My issues with this in terms of accessibility aside, this was instrumental to me falling in love with the song. For the first time ever, I was able to experience a foreign language song while simultaneously understanding what it was expressing in my own language. The words I heard sounded like rivers stirring, swirling, carefully careening past rocks to form a lovely, delicate melody that would simply not sound as poetic in English. Read the translation at the beginning of this passage. There is no rhythm. There is no melding of words to create a seamless flow. There is beautiful language, but nothing you would expect to see in a song. But that jaggedly strewn together phrasing, while not rhythmic, reveals a world of horror, of violence and power that you might not expect from such a calm sounding song. Yes, the song does have its moments of build-up and growth in energy, but they would’ve never clued me in to ideas of murder and recognizing yourself as the problem in the struggles of your life.
Ignoring the song as a song, I want to now look at it simply for the words alone, just a few stand out phrases. The lines that stick out to me the most are “He’s been called by many names / Like a dying man curses death itself / And prays to a god of dark myths / Old Scratch, Satan, our savior.” The word that gnaws at my brain each time I hear this song or read the lyrics is “our savior,” “Vapahtajaa.” How can someone so horrible be your savior? Someone who is coated in blood, who will ensure that no one makes it out alive during the night, how can they be a savior?
Simple.
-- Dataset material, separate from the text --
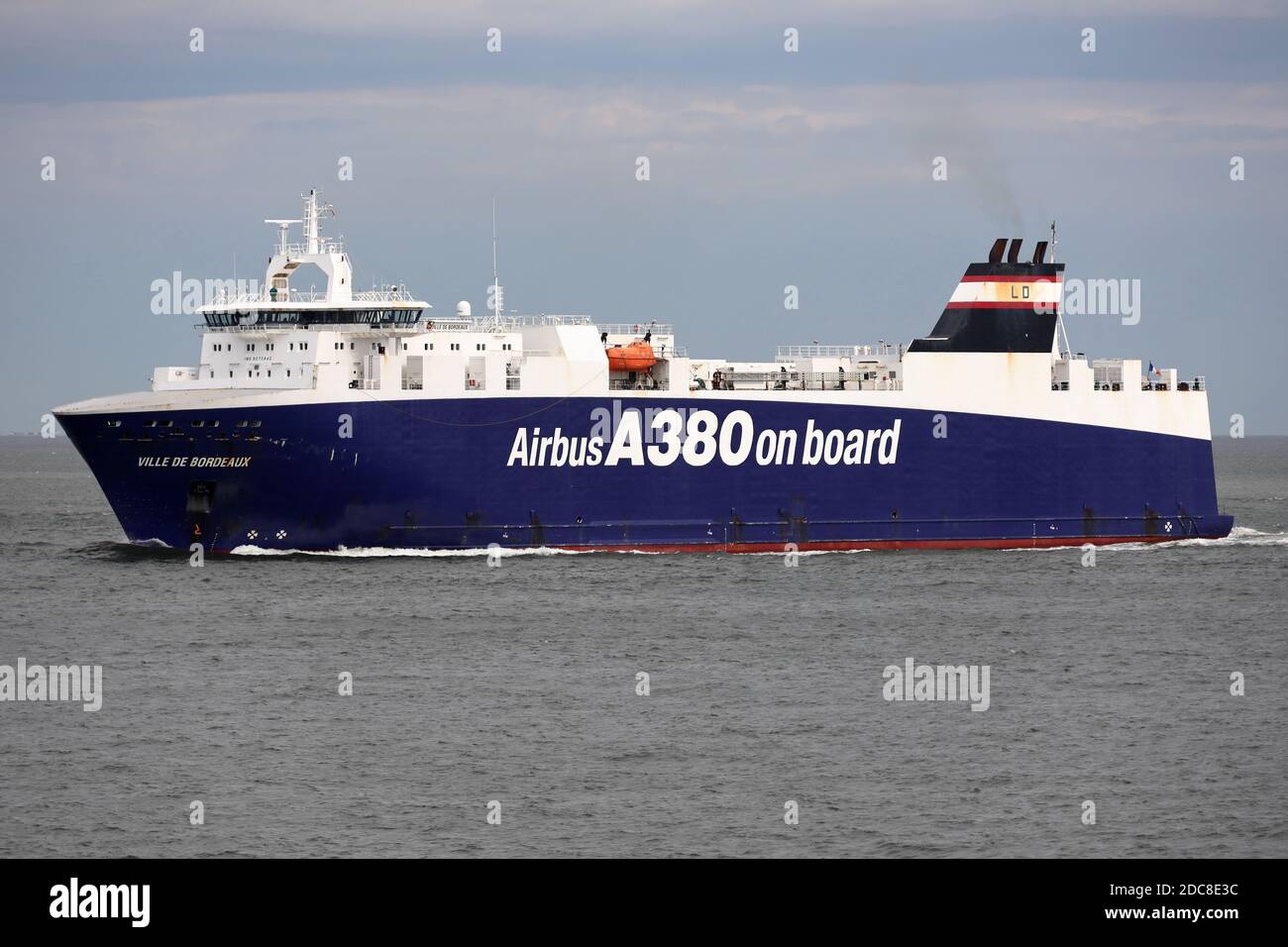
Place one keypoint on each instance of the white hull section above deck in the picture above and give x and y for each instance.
(997, 384)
Alan, the titular character of the game, and subject of this song, is both his worst enemy—Old Scratch, Satan—and his own savior, “Vapahtajaa.” His mind is filled with dark clouds that make him act out in a rage, treat people he loves–and himself–horribly. He is trapped in his writer’s room, surrounded by the corpses of past manuscripts, relationships squandered by his inability to recognize his own faults, trapping himself in this cycle of pain. But he has come to see his reflection as a separate entity, a “him,” not an “I,” and so he is trapped in his nightless nights, unable to discover why in the world he would ever find a savior in the devil.
The lyrics are so horribly tragic, and yet they present a message that I think is applicable to anyone, not just every-man protagonists in supernatural based horror narratives. Alan Wake is a creative, a novel writer, and his struggles with the self come from his doubts about his ability to create, to create something meaningful. He loses faith in himself and thus drags himself and those around him down with him. You don’t have to be a novelist, poet, song writer, or any type of creative to feel this way. Self-doubt is a universal experience, you will inevitably trap yourself with these “black clouds” in your skull, being devoured by the “nightless nights” you’ve created, but you have to find the savior in that storm to make your way out.
Work Cited
Alan Wake Wiki. “Yötön Yö (Song).” Alan Wake Wiki, Fandom, Inc., 2024, alanwake.fandom.com/wiki/Y%C3%B6t%C3%B6n_Y%C3%B6_(song). Accessed 15 Apr. 2024.